Esse relato do prof. Joaquim Gama, para mim, é o espelho do que aconteceu com a aluna Laura, da turma do 2º período, após trabalhar com jogos teatrais e brincadeiras. Ela, que não falava quase nada e falava sempre muito baixo, com a voz “abafada” pelos outros alunos, logo depois dos jogos e do trabalho com os personagens animais e as coreografias de A Foca e Abelhas, de Vinicius de Moraes, passou a falar mais e a se posicionar diante dos colegas. Sinto que, ao dar a ela mais responsabilidades, como começar as músicas, ser a primeira a começar a coreografia, lembrar aos colegas o que eles se esqueceram de fazer, dei-lhe voz; e depois da nossa apresentação final, tive certeza de que a sua evolução foi realmente grande, ao ponto de receber elogios dos pais. Eles pediram meu contato para, caso eu tivesse uma turma fora da escola, ela pudesse continuar as aulas de teatro, pois até em casa ela estava mais falante e se posicionando mais. Sobre essa evolução na capacidade de comunicação, Spolin (2008), diz:
Jogos teatrais, experimentados em sala de aula, devem ser reconhecidos não como diversões que extrapolam necessidades curriculares, mas sim como suportes que podem ser tecidos no cotidiano, atuando como energizadores e/ou trampolins para todos. Inerente a técnicas teatrais são comunicações verbais, não-verbais, escritas e não-escritas. Habilidades de comunicação, desenvolvidas e intensificadas por meio de oficinas de jogos teatrais com o tempo abrangem outras necessidades curriculares e a vida cotidiana. Ensinar/aprender deveria ser uma experiência feliz, alegre, tão plena de descoberta quanto a superação da criança que sai das limitações do engatinhar para o primeiro passo - o andar! Para além das necessidades curriculares, os jogos teatrais trazem momentos de espontaneidade. O intuitivo [...] gera suas dádivas no momento de espontaneidade. Aqui/agora é o tempo da descoberta, da criatividade, do aprendizado. Ao participar dos jogos teatrais, professores e alunos podem encontrarsecomo parceiros, no tempo presente, e prontos para comunicar, conectar, responder, experienciar, experimentar e extrapolar, em busca de novos horizontes (SPOLIN, 2008, p. 20 – grifo da autora).
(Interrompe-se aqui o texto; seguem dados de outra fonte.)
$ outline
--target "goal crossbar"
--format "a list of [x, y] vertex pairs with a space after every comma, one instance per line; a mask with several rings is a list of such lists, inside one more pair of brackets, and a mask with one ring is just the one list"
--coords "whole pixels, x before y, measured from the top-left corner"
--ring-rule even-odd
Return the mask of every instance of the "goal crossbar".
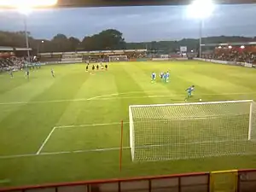
[[165, 107], [165, 106], [184, 106], [184, 105], [205, 105], [205, 104], [220, 104], [220, 103], [235, 103], [235, 102], [253, 102], [253, 100], [236, 100], [236, 101], [222, 101], [222, 102], [181, 102], [168, 104], [149, 104], [149, 105], [130, 105], [131, 108], [143, 107]]
[[253, 100], [129, 106], [132, 160], [256, 154]]

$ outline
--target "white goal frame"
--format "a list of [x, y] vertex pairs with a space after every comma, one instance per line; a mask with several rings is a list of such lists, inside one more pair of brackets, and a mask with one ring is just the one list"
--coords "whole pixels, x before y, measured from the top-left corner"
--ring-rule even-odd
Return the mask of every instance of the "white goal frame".
[[[252, 131], [253, 131], [253, 113], [255, 114], [256, 107], [253, 107], [256, 104], [253, 100], [238, 100], [238, 101], [224, 101], [224, 102], [186, 102], [186, 103], [173, 103], [173, 104], [150, 104], [150, 105], [130, 105], [129, 106], [129, 125], [130, 125], [130, 148], [131, 148], [131, 160], [132, 161], [135, 160], [136, 155], [136, 149], [135, 149], [135, 127], [133, 122], [133, 113], [132, 108], [148, 108], [148, 107], [165, 107], [165, 106], [189, 106], [189, 105], [207, 105], [207, 104], [221, 104], [221, 103], [237, 103], [237, 102], [247, 102], [250, 103], [250, 107], [248, 108], [249, 112], [249, 121], [248, 121], [248, 131], [247, 131], [247, 140], [252, 140]], [[254, 104], [254, 105], [253, 105]], [[199, 117], [201, 118], [201, 117]], [[254, 119], [256, 122], [256, 120]], [[255, 124], [254, 122], [254, 124]], [[253, 139], [254, 140], [254, 139]], [[143, 146], [139, 146], [143, 147]], [[255, 148], [256, 150], [256, 148]]]

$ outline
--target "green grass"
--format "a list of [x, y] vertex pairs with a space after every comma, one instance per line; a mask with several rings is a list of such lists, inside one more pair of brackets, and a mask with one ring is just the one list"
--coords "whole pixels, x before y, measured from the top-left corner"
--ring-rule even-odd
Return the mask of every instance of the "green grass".
[[[13, 79], [0, 74], [0, 180], [9, 180], [0, 188], [256, 167], [255, 155], [131, 162], [127, 148], [120, 172], [118, 124], [55, 128], [41, 154], [35, 155], [54, 127], [127, 122], [129, 105], [183, 102], [184, 90], [191, 84], [195, 91], [190, 102], [256, 100], [256, 70], [252, 68], [173, 61], [111, 63], [108, 72], [94, 74], [84, 69], [80, 64], [45, 66], [32, 72], [30, 80], [22, 72], [15, 73]], [[169, 84], [151, 84], [153, 71], [166, 70]], [[124, 147], [128, 146], [129, 125], [125, 124]], [[113, 150], [90, 152], [103, 148]], [[53, 154], [79, 150], [84, 152]], [[3, 158], [19, 154], [32, 155]]]

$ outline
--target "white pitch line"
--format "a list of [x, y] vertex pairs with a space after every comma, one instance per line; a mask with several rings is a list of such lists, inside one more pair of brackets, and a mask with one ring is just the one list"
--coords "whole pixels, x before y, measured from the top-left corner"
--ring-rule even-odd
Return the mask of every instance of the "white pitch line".
[[[129, 122], [123, 122], [123, 124], [128, 124]], [[120, 125], [121, 122], [113, 122], [113, 123], [106, 123], [106, 124], [82, 124], [82, 125], [60, 125], [55, 126], [55, 129], [61, 129], [61, 128], [73, 128], [73, 127], [84, 127], [84, 126], [105, 126], [105, 125]]]
[[[189, 144], [199, 144], [199, 143], [224, 143], [224, 142], [247, 142], [248, 140], [223, 140], [223, 141], [205, 141], [205, 142], [194, 142], [194, 143], [172, 143], [166, 145], [144, 145], [138, 146], [138, 148], [147, 148], [151, 147], [165, 147], [165, 146], [181, 146], [181, 145], [189, 145]], [[130, 149], [131, 147], [125, 146], [122, 148], [123, 149]], [[56, 155], [56, 154], [81, 154], [81, 153], [90, 153], [90, 152], [102, 152], [102, 151], [114, 151], [119, 150], [120, 148], [91, 148], [91, 149], [84, 149], [84, 150], [74, 150], [74, 151], [60, 151], [60, 152], [44, 152], [38, 154], [16, 154], [16, 155], [5, 155], [0, 156], [0, 160], [4, 159], [15, 159], [21, 157], [33, 157], [33, 156], [44, 156], [44, 155]], [[253, 153], [255, 154], [255, 153]]]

As atividades realizadas, tanto na sala de aula quanto nas festas, precisam ser espontâneas, criativas e também geradoras de prazer. Precisamos encontrar em elo entre a experiência feliz, que um jogo pode gerar, e o aprendizado. Larissa Altemar (2016) aponta um outro aspecto: “Não basta apenas brincar com a criança para fazer teatro, mas reconhecer o seu brincar e trazer os signos do teatro, usando das brincadeiras, estabelecendo dessa forma aproximações entre brincar e fazer teatro (ALTEMAR, 2016, pag. 6). Ao aproximar esses dois universos, acredito ser possível ter mais qualidade de trabalho em sala de aula e na animação.